Dr. Carol Moreno-Quinn, Associate Professor of Physiology, came from the University of Murcia (UM) in Spain, and is working with the Global Health Program to continue the Department of Physiology’s long history with UM.  The current Dean of the University of Murcia conducted his postdoctoral research in the MCW Department of Physiology, and three other people who conducted their postdoctoral research at MCW are now on the UM faculty. Dr. Moreno-Quinn’s lab collaborates with them on a number of projects, including one on hypertension in females, and she plans to host another student from Murcia in the near future.

View the global health interactive map to learn more about these faculty-lead efforts that address Hispanic health disparities.

Sexual and reproductive health of Latino families

Dr. Julia Lechuga, Assistant Professor of Psychiatry and Behavioral Medicine in the Center for AIDS Intervention Research, works on evaluating and designing interventions to better the sexual and reproductive health of Latino families. She is currently the recipient of a National Institutes of Health grant from the National Institute of Nursing to study the decisions of mothers and daughters to obtain the Human Papillomavirus (HPV) vaccine.

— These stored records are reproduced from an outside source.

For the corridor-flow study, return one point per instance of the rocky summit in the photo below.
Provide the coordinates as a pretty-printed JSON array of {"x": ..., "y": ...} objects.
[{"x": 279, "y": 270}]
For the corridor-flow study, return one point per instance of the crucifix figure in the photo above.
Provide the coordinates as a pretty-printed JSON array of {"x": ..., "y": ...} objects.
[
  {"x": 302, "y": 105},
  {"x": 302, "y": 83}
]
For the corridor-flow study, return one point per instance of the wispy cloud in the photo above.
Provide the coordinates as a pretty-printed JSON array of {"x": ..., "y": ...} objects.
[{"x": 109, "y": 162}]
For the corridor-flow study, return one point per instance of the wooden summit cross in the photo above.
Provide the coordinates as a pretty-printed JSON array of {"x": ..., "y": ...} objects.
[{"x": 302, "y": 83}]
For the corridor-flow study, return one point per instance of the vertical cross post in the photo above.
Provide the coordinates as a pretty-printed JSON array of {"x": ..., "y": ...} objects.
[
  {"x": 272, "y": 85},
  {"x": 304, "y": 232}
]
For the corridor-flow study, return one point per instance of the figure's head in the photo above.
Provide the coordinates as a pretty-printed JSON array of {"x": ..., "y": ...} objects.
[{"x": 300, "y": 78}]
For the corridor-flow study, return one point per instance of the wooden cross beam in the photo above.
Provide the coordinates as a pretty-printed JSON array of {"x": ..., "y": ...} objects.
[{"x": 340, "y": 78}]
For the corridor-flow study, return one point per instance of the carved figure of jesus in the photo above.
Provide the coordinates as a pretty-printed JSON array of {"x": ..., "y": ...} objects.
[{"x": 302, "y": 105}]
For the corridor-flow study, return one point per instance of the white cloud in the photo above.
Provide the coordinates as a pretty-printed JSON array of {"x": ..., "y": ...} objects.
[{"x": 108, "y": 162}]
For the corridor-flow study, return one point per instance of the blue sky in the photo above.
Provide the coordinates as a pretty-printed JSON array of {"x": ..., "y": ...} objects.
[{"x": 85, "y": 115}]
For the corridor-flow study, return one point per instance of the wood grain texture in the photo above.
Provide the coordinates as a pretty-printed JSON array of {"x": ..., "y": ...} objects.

HPV is the principal cause of cervical cancer, and cervical cancer incidence is two-to-four times greater among Latina women than non-Latina white women. Unfortunately, large ethnic disparities also exist in vaccination rates. For example, 50% of girls who have regular access to cervical cancer screening have been vaccinated, but only 13% of ethnic minority girls who are considered medically underserved have received at least one dose of the vaccine.

The findings from this research will be used to help create a program to promote vaccination in the Latino community, as well as inform health care providers of specific information that can be provided to Latina patients to motivate vaccination. The grant was awarded to Dr. Lechuga in partnership with the Sixteenth Street Community Health Center.

Dr. Lechuga is also the recipient of a Healthier Wisconsin Partnership (HWPP) award in partnership with Planned Parenthood of Wisconsin, Inc. (PPWI), CORE/El Centro, Council for the Spanish Speaking, and Holy Angels Old Catholic Church. This award allows the partners to evaluate the implementation of a Lay Health Advisor Model.  The program delivers sexual and reproductive health education to over 6,000 Latino individuals and families each year through culturally competent social marketing and home health education gatherings. The partners received the award to evaluate the effect of the model on improving sexual and reproductive health outcomes for Latino youth and adults in Milwaukee.